Council members - representing Salt Lake, Davis, Weber, Tooele and Morgan counties - agreed the passenger transit system should be built, and urged that federal, state and local funds be used.Where the local money will come from was not spelled out, but council members discussed bonding, sales taxes and - using Portland, Ore., as a model - a locally imposed payroll tax.

Council executive director Wil Jefferies estimated between $16 million and $30 million will be needed just to acquire the right of way for a light-rail system. No estimate has been made of the system's actual construction cost.

Jefferies told the WFRC members that an early plan to build tracks in the median of I-15 is not feasible. That land will be needed to add more lanes to the freeway, he said, estimating that cost at an additional $40 million to $50 million.

A more practical proposal is to buy an existing right of way or corridor, or share an existing railroad right of way, such as the Union Pacific Railroad tracks, he suggested.

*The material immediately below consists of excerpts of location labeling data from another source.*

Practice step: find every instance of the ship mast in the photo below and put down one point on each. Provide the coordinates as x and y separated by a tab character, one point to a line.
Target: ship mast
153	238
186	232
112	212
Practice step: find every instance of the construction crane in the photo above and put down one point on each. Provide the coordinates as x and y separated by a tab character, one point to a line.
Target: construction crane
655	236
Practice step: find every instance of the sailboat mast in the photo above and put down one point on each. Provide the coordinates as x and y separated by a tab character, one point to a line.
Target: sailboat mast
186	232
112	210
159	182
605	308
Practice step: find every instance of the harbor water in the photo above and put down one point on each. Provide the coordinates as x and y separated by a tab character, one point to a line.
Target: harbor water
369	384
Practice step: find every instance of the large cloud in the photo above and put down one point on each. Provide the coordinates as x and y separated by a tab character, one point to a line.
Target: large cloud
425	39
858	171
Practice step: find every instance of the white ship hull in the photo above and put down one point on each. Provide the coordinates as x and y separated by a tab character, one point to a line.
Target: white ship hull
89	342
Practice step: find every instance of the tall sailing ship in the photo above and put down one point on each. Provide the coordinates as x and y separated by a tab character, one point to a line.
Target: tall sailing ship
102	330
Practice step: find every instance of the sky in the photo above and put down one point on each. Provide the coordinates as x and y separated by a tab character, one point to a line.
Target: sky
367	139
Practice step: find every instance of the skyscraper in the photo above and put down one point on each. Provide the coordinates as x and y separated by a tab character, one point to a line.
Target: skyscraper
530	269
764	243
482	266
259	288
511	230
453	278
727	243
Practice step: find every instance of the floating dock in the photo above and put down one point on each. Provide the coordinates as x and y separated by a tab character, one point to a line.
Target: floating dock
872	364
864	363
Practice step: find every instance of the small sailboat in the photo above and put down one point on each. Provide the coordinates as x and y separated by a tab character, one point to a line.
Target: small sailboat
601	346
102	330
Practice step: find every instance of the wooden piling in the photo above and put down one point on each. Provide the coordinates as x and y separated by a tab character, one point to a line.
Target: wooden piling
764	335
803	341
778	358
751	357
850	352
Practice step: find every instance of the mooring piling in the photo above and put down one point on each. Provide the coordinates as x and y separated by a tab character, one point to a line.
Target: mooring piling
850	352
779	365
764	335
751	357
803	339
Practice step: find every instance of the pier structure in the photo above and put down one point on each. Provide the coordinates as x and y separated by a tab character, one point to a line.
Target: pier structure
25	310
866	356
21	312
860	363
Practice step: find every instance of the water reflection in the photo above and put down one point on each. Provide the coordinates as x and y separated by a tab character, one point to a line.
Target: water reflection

Jefferies said up to $8 million in federal funding is available for a light-rail transit system and said Utah, with its current congressional delegation and advanced plans for a system, should pursue that money before another city goes after it.

And, an additional sales tax increment or the current quarter-cent sales tax that goes to the Utah Transit Authority should also be dedicated to a light-rail system, Jefferies suggested.

UTA General Manager John Pingree said his agency supports a light-rail transit system.

In addition to an efficient way to move commuters, it makes for good economic development, Pingree said. Portland invested $210 million in its rail system, he said, and has attracted five times that much in development and economic investments in the rail corridor.

Plans for the transit system show a first stage construction in Salt Lake County, bringing commuters into the downtown area on a corridor roughly paralleling I-15 from the north and south ends of the county.

A second stage extends the rail corridor into Davis County, and a third stage, stretched over 20 to 30 years, extends it into Weber County.

Jefferies said I-15 is already overcrowded, and a light-rail system would supplement, not replace, the freeway as the main commuter corridor in the counties.

The freeway needs two more lanes in each direction, the WFRC study suggests, and two or three new interchanges in Salt Lake County alone. That construction could cost between $40 million and $50 million and take eight to 10 years, Jefferies said, meaning continual traffic delays and detours for a decade as the highway is rebuilt.

That could work to the advantage of a light-rail transit system, Jefferies said, with commuters taking the train to avoid traffic tieups.